Linux CXL
 help / color / mirror / Atom feed
From: Dave Jiang <dave.jiang@intel.com>
To: Jonathan Cameron <Jonathan.Cameron@Huawei.com>
Cc: <linux-cxl@vger.kernel.org>,
	Greg Kroah-Hartman <gregkh@linuxfoundation.org>,
	"Rafael J. Wysocki" <rafael@kernel.org>,
	"Huang, Ying" <ying.huang@intel.com>, <dan.j.williams@intel.com>,
	<ira.weiny@intel.com>, <vishal.l.verma@intel.com>,
	<alison.schofield@intel.com>, <dave@stgolabs.net>,
	<brice.goglin@gmail.com>, <nifan.cxl@gmail.com>
Subject: Re: [PATCH v2 3/3] cxl: Add memory hotplug notifier for cxl region
Date: Fri, 22 Dec 2023 11:17:15 -0700	[thread overview]
Message-ID: <af8ef32d-bb8f-468c-aeee-ade0e3c1ff39@intel.com> (raw)
In-Reply-To: <20231219151507.0000226f@Huawei.com>



On 12/19/23 08:15, Jonathan Cameron wrote:
> On Fri, 15 Dec 2023 16:16:11 -0700
> Dave Jiang <dave.jiang@intel.com> wrote:
> 
>> When the CXL region is formed, the driver would computed the performance
>> data for the region. However this data is not available at the node data
>> collection that has been populated by the HMAT during kernel
>> initialization. Add a memory hotplug notifier to update the performance
>> data to the node hmem_attrs to expose the newly calculated region
>> performance data. The CXL region is created under specific CFMWS. The
>> node for the CFMWS is created during SRAT parsing by acpi_parse_cfmws().
>> The notifier will run once only and turn itself off after the initial
>> run. Additional regions may overwrite the initial data, but since this is
>> for the same poximity domain it's a don't care for now.
> 
> proximity
> 
>>
>> node_set_perf_attrs() is exported to allow update of perf attribs for a
>> node. Given that only CXL is using this, export only to CXL namespace.
>>
>> Cc: Greg Kroah-Hartman <gregkh@linuxfoundation.org>
>> Cc: Rafael J. Wysocki <rafael@kernel.org>
>> Reviewed-by: "Huang, Ying" <ying.huang@intel.com>
>> Signed-off-by: Dave Jiang <dave.jiang@intel.com>
> 
> What is end result of this?
> 
> /sys/devices/system/node/node/access0/ 
> /sys/devices/system/node/node/access1/ 
> With just the bandwidths and latencies?
> No targets or initiators under accessX/targets or accessX/initiators?

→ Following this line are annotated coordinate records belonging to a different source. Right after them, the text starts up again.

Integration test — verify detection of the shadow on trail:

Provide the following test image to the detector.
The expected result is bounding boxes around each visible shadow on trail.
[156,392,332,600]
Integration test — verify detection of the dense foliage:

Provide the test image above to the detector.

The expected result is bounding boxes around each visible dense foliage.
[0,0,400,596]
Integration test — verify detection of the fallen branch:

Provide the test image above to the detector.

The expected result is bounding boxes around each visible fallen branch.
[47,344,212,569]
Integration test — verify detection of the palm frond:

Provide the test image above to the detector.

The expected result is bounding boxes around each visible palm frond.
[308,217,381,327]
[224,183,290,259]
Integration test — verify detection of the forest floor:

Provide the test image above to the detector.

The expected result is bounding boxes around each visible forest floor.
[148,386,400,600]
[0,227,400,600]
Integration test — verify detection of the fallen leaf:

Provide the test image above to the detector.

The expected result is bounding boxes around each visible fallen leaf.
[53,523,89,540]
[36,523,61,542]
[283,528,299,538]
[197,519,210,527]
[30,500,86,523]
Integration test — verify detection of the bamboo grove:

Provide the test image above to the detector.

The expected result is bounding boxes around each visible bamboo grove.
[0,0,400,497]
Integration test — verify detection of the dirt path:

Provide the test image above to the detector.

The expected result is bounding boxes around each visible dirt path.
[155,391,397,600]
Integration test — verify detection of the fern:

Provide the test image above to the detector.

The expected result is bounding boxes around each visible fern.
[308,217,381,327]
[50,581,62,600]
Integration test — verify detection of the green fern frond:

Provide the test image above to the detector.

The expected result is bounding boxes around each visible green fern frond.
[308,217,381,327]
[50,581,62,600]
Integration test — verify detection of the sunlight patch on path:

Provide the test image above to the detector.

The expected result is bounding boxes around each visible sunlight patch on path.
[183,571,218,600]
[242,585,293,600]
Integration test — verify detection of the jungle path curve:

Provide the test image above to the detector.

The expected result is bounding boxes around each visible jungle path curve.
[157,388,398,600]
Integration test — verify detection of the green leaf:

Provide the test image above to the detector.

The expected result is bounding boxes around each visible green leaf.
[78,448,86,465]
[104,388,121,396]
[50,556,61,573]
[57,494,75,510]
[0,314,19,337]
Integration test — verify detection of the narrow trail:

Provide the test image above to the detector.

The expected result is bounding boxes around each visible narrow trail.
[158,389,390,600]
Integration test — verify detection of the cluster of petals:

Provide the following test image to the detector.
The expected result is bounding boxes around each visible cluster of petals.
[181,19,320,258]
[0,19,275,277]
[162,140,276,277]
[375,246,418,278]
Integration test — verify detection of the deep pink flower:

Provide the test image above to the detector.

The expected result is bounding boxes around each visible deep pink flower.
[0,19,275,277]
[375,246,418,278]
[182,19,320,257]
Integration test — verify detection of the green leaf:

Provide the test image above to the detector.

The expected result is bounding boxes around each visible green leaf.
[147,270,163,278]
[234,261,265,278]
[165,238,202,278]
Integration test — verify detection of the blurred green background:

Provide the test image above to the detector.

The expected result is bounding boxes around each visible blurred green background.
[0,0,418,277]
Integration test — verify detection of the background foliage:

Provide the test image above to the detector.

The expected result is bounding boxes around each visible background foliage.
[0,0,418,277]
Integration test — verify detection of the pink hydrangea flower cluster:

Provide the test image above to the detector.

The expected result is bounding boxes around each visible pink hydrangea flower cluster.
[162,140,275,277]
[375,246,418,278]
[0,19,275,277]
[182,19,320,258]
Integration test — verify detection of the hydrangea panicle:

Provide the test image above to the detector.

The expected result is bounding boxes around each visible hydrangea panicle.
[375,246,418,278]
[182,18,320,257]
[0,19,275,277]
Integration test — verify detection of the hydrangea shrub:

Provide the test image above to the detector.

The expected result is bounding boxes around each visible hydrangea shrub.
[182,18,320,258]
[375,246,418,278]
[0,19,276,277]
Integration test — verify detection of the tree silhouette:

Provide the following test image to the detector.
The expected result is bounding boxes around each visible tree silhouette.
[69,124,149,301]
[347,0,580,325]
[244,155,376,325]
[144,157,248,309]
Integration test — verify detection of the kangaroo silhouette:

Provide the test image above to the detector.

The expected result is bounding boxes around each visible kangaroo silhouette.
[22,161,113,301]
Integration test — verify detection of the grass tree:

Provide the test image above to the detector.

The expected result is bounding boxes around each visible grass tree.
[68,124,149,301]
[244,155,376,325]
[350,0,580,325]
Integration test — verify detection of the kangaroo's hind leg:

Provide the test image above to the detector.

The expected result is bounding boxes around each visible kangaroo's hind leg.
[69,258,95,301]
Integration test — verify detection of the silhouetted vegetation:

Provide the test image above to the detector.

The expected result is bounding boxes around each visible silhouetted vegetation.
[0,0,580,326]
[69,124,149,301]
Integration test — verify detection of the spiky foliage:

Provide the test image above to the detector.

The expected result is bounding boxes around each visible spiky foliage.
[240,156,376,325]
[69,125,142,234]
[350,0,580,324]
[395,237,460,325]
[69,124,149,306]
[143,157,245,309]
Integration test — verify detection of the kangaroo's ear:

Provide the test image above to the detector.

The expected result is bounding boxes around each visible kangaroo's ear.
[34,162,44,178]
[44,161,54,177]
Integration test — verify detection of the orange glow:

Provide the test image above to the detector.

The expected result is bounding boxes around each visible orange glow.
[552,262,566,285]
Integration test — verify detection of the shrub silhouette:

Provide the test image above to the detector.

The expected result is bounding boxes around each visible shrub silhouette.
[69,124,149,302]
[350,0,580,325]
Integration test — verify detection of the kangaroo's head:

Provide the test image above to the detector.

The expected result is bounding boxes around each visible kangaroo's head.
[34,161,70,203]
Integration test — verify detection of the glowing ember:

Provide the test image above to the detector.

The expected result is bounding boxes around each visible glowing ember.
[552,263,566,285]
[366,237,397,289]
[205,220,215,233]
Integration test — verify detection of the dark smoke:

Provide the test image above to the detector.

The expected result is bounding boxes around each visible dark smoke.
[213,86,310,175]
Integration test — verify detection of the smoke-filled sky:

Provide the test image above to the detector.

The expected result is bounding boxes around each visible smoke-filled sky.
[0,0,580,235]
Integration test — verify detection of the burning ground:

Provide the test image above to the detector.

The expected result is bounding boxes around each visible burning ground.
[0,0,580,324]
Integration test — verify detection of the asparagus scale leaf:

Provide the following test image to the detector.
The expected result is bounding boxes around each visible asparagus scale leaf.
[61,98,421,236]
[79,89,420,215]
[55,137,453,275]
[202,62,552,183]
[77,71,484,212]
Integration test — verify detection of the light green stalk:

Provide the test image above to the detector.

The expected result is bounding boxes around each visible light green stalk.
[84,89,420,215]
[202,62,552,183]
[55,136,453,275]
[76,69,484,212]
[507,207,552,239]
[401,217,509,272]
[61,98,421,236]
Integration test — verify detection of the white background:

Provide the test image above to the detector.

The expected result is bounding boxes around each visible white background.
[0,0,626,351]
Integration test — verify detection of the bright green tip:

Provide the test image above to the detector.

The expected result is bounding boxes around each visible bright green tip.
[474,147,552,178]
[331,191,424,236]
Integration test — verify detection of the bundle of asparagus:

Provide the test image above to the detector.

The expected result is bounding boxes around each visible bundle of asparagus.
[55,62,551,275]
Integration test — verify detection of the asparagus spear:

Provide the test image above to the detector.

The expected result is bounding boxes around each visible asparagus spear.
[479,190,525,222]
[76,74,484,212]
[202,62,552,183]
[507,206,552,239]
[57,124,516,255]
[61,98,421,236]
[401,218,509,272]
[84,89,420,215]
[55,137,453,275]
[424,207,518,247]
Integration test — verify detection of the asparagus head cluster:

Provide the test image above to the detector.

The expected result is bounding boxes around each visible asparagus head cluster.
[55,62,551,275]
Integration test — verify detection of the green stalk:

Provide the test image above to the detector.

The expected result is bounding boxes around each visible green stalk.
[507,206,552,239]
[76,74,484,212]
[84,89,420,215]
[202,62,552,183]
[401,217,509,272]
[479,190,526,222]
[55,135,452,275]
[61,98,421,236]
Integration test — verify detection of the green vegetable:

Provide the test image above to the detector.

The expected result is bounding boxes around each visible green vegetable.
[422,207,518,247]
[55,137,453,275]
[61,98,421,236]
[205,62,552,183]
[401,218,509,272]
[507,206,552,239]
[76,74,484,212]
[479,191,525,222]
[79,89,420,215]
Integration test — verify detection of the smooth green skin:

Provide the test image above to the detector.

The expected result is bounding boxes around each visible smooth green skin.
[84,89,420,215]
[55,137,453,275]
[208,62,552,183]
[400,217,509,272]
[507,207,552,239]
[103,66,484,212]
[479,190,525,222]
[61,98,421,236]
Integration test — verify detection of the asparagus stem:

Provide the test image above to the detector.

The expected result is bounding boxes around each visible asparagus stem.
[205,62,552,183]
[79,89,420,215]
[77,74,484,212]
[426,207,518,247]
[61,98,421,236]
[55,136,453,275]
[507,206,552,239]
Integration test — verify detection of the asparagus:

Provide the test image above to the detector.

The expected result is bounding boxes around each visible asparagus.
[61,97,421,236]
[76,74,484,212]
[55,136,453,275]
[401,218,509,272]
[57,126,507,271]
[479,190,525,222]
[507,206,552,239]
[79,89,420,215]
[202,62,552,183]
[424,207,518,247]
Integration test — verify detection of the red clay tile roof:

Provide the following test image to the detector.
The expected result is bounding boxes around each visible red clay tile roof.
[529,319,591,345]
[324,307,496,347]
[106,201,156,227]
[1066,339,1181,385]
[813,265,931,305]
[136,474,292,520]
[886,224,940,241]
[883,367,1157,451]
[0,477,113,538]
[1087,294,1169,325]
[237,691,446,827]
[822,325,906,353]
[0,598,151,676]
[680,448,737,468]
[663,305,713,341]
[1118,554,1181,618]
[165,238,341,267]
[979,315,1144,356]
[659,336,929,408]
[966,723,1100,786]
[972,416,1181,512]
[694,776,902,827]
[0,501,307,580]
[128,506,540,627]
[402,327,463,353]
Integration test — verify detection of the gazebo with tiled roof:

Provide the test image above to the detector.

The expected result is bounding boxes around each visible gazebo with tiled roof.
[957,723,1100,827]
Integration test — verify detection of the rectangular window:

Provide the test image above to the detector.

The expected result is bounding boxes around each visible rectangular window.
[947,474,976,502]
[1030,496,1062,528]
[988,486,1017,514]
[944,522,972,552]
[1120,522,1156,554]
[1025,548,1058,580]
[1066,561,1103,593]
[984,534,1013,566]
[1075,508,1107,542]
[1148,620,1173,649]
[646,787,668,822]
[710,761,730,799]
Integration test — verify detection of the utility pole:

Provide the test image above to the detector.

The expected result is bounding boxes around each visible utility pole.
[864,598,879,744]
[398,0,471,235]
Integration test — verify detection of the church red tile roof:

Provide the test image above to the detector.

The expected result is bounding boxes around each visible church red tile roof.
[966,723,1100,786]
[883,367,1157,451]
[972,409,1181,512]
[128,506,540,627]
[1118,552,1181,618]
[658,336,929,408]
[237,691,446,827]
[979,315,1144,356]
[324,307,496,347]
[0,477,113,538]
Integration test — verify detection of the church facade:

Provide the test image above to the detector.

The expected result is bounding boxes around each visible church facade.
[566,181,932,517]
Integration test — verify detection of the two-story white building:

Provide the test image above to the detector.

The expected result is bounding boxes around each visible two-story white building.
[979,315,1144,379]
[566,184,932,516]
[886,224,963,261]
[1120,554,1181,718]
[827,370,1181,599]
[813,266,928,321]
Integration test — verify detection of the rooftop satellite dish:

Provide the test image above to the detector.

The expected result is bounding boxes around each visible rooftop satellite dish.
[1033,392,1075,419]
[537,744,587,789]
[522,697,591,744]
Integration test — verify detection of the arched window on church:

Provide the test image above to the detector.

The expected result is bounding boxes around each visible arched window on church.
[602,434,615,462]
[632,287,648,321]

# tree ./devices/system/node/node2/access0
./devices/system/node/node2/access0
├── initiators
│   ├── node1 -> ../../../node1
│   ├── read_bandwidth
│   ├── read_latency
│   ├── write_bandwidth
│   └── write_latency
├── power
│   ├── async
│   ├── runtime_active_kids
│   ├── runtime_enabled
│   ├── runtime_status
│   └── runtime_usage
├── targets
└── uevent


> 
> Or have those been set up earlier?  In which case do we handle
> the worse bandwidth being inside the host CPU?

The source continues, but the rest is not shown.